Updated

A 15-year fight over how much timber to cut in the Sierra Nevada Mountains (search) just got longer.

California Attorney General Bill Lockyer (search) is suing the U.S Forest Service (search) over its management plan. The issue: how much wood should be cut in 11-million acres of federal woodland.

Under the new plan, developed by the Bush administration, the agency would cut 115,000 acres and trees up to 30 inches in diameter; that's about a 10 percent increase over the Clinton administration's plan to cut 105,000 acres of trees and none larger than 15 inches in diameter.

"There's a lot of wood there but they're [contemplating] cutting 30-inch diameter trees," Lockyer said. "Well, that's a very large tree and certainly the only reason for doing that is the politics of trying to benefit the timber companies and their friends."

Lockyer, a Democrat, said the Bush administration is being influenced by the $8 million in campaign contributions that Republicans received from ranching and timber interests.

But Jack Blackwell of the Forest Service said: "There has been no attempt by the Bush administration to tell us what to do."

Agency veterans say it has nothing to do with political pressure but with forest fires.

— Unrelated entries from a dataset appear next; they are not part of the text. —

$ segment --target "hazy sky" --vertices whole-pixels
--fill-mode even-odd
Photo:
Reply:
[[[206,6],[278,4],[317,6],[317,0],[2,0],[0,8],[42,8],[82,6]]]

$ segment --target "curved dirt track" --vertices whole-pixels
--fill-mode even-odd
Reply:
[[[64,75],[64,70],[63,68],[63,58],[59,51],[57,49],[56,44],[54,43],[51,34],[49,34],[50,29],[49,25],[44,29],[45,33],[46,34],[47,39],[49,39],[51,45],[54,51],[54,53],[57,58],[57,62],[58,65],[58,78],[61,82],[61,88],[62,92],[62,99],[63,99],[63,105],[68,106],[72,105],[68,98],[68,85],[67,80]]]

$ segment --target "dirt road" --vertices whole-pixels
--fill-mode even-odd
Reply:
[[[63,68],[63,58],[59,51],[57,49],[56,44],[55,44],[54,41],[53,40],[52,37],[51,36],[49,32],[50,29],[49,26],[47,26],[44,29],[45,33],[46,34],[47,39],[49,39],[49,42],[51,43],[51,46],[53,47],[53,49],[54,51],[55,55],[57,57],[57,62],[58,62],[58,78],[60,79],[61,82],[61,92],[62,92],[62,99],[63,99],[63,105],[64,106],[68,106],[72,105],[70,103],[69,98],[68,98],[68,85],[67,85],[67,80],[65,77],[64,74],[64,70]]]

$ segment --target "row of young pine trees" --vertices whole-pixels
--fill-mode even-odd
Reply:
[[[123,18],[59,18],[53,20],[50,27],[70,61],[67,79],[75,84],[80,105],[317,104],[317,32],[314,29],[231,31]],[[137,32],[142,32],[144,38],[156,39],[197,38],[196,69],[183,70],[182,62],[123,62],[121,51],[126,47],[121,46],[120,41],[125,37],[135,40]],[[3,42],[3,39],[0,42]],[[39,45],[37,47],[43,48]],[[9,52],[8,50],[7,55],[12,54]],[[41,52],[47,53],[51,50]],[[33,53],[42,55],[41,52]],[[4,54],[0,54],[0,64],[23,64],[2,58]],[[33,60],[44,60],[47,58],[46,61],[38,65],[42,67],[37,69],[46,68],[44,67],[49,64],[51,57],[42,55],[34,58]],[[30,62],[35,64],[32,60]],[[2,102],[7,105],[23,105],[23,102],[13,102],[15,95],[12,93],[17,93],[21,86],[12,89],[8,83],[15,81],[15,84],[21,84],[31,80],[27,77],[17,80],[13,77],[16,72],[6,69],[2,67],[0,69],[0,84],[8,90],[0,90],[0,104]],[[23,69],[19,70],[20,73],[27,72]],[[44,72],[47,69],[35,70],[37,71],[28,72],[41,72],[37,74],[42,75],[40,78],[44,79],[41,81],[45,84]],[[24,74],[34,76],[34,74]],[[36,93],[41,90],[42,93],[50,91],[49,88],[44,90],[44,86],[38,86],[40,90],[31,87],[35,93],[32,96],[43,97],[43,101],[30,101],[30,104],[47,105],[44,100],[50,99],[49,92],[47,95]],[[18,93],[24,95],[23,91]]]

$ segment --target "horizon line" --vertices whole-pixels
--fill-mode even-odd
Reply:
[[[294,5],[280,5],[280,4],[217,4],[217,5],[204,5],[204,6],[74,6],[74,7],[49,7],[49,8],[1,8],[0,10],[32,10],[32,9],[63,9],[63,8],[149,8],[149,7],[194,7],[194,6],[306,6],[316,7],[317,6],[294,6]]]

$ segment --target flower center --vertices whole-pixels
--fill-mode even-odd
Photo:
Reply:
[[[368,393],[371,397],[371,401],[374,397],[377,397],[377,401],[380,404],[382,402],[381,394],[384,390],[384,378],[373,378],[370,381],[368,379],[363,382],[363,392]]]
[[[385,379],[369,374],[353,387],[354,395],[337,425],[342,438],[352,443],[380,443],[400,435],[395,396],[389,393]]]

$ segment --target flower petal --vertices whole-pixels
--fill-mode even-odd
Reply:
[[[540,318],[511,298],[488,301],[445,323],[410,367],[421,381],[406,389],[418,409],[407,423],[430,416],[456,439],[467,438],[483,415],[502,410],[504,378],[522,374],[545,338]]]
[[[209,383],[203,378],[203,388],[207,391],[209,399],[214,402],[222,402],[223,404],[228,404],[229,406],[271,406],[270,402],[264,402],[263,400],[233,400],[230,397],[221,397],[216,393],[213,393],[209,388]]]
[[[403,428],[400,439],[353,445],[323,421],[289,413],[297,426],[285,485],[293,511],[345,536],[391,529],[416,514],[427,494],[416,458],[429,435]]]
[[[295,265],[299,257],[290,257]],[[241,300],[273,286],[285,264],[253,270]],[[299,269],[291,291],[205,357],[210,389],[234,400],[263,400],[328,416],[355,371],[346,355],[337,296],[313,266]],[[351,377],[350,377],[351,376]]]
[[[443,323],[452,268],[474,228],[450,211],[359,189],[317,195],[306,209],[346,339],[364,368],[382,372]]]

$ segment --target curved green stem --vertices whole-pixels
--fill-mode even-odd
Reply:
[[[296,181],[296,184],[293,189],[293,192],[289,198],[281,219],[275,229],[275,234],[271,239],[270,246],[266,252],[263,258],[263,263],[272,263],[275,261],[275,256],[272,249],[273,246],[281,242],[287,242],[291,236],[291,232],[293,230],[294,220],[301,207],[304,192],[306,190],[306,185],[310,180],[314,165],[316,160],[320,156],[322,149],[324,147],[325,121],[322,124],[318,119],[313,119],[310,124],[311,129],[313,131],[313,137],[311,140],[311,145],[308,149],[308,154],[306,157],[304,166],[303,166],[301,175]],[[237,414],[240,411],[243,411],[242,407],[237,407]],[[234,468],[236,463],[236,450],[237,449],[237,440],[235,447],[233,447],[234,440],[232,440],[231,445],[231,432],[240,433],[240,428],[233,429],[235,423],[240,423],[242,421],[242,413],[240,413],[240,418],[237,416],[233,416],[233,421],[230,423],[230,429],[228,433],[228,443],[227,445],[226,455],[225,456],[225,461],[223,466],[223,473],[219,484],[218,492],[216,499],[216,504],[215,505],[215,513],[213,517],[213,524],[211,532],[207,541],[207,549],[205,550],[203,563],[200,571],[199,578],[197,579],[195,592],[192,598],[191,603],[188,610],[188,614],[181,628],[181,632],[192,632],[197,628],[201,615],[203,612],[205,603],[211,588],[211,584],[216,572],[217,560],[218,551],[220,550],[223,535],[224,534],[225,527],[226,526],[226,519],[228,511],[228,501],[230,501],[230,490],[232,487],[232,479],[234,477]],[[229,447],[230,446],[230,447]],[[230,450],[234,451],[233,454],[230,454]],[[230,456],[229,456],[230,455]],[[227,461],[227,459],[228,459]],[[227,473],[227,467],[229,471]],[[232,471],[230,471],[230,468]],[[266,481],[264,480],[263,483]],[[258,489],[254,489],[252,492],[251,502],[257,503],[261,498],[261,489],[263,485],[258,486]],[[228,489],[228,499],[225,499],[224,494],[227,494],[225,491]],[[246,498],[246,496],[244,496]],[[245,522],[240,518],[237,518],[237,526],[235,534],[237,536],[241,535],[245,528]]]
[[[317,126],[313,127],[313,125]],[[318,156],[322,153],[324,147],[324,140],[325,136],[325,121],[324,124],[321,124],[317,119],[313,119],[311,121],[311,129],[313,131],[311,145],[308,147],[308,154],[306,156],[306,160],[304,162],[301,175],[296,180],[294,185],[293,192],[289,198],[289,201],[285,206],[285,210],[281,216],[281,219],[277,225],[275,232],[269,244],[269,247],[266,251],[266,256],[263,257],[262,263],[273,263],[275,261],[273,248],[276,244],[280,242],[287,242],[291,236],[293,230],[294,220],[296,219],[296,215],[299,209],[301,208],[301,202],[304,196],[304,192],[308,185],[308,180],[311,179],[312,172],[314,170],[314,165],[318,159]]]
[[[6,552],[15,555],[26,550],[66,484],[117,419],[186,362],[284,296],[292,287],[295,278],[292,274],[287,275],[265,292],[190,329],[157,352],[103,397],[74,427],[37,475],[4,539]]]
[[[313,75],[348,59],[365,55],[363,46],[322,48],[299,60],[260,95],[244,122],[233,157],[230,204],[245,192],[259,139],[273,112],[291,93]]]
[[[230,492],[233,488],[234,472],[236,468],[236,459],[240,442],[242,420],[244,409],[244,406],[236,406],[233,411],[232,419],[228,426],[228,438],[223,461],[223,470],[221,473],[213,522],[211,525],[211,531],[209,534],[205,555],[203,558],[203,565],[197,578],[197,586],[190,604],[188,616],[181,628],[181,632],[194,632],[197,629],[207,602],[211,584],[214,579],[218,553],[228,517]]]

Blackwell said the aim of the forest plan is to better the old one.

"It's to create a series of speed bumps, if you will, that will slow down catastrophic fire," Blackwell said.

The Forest Service is proposing to cut less than 1 percent of the 11-million-acre forest but no one is happy. Both timber cutters and environmentalists recently sued the agency — one for cutting too much wood in the Sierras, the other for not cutting enough.